Steenhuisen told Business Report yesterday that the Dairy Protocol would allow access to the Chinese market for South African dairy products, while the Greasy Wool Protocol would keep the trade in greasy wool open after an agreed treatment method.

“The foot-and-mouth MoU will mean that, for the first time, the Chinese will accept a compartmentalisation of the import of South African beef products. In the past, an outbreak of foot-and-mouth anywhere in the country would have led to a shutdown of the entire beef export market,” Steenhuisen said.

“Under the new MoU, it will only be restricted from the affected province. This is just the beginning of opening up the Chinese market for South African products, with more exciting announcements to be made later in the year.”

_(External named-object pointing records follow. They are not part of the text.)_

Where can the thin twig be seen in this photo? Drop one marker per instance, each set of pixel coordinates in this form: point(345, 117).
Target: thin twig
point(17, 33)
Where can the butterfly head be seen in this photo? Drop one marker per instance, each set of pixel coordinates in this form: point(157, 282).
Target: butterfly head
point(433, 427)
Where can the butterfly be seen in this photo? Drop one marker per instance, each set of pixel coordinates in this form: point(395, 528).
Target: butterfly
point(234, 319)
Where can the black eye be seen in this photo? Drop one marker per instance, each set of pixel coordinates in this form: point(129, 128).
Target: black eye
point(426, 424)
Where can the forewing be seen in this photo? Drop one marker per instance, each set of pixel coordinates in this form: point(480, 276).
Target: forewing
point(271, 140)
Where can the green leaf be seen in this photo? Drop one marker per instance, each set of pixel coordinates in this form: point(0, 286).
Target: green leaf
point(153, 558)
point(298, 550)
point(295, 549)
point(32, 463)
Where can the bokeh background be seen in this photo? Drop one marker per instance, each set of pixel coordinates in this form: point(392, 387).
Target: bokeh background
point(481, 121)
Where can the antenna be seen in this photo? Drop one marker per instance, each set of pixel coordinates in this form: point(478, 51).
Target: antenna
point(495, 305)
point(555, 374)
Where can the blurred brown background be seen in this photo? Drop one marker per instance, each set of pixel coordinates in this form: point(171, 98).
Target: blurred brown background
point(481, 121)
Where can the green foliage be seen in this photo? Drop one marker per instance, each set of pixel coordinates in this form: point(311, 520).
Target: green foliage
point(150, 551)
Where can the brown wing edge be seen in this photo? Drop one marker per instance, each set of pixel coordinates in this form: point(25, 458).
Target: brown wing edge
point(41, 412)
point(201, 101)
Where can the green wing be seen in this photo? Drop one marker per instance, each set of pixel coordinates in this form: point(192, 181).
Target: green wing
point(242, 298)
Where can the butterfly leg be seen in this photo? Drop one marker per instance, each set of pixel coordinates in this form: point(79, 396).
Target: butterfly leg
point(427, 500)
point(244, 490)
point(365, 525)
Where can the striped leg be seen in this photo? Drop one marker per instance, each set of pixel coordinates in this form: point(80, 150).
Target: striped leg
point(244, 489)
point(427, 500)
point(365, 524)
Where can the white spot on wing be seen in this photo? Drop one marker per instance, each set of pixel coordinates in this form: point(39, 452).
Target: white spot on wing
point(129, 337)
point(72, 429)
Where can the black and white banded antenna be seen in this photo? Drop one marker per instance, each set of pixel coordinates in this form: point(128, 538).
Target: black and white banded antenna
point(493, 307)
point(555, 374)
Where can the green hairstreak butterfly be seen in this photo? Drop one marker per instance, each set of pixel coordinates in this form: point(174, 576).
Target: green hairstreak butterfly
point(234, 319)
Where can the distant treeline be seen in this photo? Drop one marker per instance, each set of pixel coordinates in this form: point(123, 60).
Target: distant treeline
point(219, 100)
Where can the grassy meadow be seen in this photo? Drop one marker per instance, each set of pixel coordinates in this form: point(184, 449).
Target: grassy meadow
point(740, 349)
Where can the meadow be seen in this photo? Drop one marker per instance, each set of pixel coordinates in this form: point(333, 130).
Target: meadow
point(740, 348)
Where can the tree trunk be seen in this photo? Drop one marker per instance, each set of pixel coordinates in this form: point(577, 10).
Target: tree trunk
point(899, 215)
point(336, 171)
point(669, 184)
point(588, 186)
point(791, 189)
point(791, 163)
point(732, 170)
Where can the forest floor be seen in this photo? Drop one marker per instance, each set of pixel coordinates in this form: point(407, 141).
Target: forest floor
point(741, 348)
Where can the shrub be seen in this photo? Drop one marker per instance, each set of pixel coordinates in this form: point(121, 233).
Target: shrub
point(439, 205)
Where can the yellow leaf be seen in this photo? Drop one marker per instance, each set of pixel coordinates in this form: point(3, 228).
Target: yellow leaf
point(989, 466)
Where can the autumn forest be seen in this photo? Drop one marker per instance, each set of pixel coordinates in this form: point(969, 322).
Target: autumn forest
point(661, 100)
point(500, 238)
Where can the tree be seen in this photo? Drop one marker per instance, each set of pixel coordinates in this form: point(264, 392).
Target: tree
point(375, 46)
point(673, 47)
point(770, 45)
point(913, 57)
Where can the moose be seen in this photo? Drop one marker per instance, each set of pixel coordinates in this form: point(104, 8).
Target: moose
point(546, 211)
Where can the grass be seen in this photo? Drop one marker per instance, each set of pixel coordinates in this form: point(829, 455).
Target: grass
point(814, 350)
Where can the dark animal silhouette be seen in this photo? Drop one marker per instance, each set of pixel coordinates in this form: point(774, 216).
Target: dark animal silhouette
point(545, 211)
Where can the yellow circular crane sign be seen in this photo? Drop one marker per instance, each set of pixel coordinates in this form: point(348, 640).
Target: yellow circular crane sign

As part of the state visit, the two presidents, Cyril Ramaphosa and President Xi Jinping of China, jointly witnessed the signing of several bilateral co-operation instruments.

On Sunday, the Agricultural Business Chamber of SA (Agbiz) said China trade was under the spotlight again in the wake of the Forum on China–Africa Cooperation (FOCAC).

Agbiz’s chief economist, Wandile Sihlobo, said some African countries would likely use this opportunity to advocate for deeper trade, especially in agriculture.

“This is understandable in view of China’s dominant role in global agriculture. According to Trade Map data, China spends just over $200 billion a year on the imports of agricultural products,” Sihlobo said.

“Few African countries benefit from these imports due to low productivity. The leading suppliers are Brazil, the US, Thailand, Australia, New Zealand, Indonesia, Canada, Vietnam, France, Russia, Argentina, Chile, Ukraine, the Netherlands, and Malaysia.”

Sihlobo added that the only African country that featured in China’s Top 30 agricultural suppliers was South Africa, ranked 28th last year, accounting for a mere 0.4% ($979 million) in China's agricultural imports of $218bn last year.

“South Africa remains a negligible player in the Chinese agricultural market. Sudan and Zimbabwe are other African agricultural suppliers to China, and are ranked 33 and 34, respectively,” he said.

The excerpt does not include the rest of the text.